Für den unabhängigen Verwaltungssenat ist durchaus nachvollziehbar, daß sich der Rechtsmittelwerber zum Zeitpunkt der Übertretung in einer angespannten psychischen Situation befunden hat, obwohl ihm vor Augen zu führen ist, daß selbst eine derartige, wie von ihm und seiner Mutter geschilderte Situation eine Geschwindigkeitsüberschreitung im festgestellten Ausmaß schon aufgrund der mangelnden Reaktionsmöglichkeit und daraus resultierenden Gefährdung anderer Verkehrsteilnehmer nicht rechtfertigen kann. Seine Schwester hat sich zum Zeitpunkt der Fahrt nach L. bereits im Krankenhaus und zwar in der Intensivstation befunden, sodaß eine sofortige Hilfeleistung im Notfall gewährleistet gewesen wäre. Nachvollziehbar ist allerdings, daß die Mutter des Rechtsmittelwerbers sich Sorgen über den Verbleib des kleinen Enkelkindes machte und auch deshalb den Rechtsmittelwerber zur Eile antrieb.

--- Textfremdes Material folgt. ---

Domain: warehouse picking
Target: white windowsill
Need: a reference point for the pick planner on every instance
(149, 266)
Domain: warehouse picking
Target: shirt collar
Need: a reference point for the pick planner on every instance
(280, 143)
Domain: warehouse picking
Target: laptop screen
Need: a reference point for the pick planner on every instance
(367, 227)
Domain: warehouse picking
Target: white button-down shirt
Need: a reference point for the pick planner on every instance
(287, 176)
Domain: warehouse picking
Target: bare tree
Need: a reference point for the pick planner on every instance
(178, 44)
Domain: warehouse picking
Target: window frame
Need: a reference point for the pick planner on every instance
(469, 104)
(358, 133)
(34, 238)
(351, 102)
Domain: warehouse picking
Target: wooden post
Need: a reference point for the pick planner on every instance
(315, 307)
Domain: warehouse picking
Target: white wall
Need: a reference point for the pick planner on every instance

Insgesamt gesehen ist unter Berücksichtigung der als Milderungsgrund zu wertenden Umstände sowie der weiteren Milderungsgründe der verwaltungsstrafrechtlichen Unbescholtenheit des Rechtsmittelwerbers sowie des Umstandes, daß er bisher einen ordentlichen Lebenswandel geführt hatte, und die Tat mit seinem sonstigen Verhalten in auffallendem Widerspruch stand, daß die Tat aus achtenswerten Beweggründen und vor Vollendung seines 21. Lebensjahres begangen wurde, entsprechend zu berücksichtigen, sodaß trotz des sehrwohl als Erschwerungsgrund anzusehenden Ausmaßes der Geschwindigkeitsüberschreitung um fast 70 % mit einer Herabsetzung der verhängten Strafe vorzugehen war.

Die nunmehr verhängte Strafe entspricht sowohl dem Unrechts- und Schuldgehalt der Übertretung als auch den Einkommens-, Vermögens- und Familienverhältnissen des Rechtsmittelwerbers (12.000 S netto monatlich, kein Vermögen, Sorgepflicht für ein Kind), wobei es diesem frei steht, bei der Erstinstanz um die Möglichkeit, die Geldstrafe in Teilbeträgen zu bezahlen, anzusuchen. Eine weitere Herabsetzung der Strafe war im Hinblick auf ihren general- sowie vor allem spezialpräventiven Zweck nicht gerechtfertigt.

Es war daher spruchgemäß zu entscheiden.

zu II.: Der Ausspruch über die Verfahrenskosten ist gesetzlich begründet.

Rechtsmittelbelehrung:

Gegen diesen Bescheid ist eine weitere Berufung unzulässig.

Hinweis:

Gegen diesen Bescheid kann innerhalb von sechs Wochen ab der Zustellung eine Beschwerde an den Verwaltungsgerichtshof oder an den Verfassungsgerichtshof erhoben werden. Sie muß von einem Rechtsanwalt unterschrieben sein.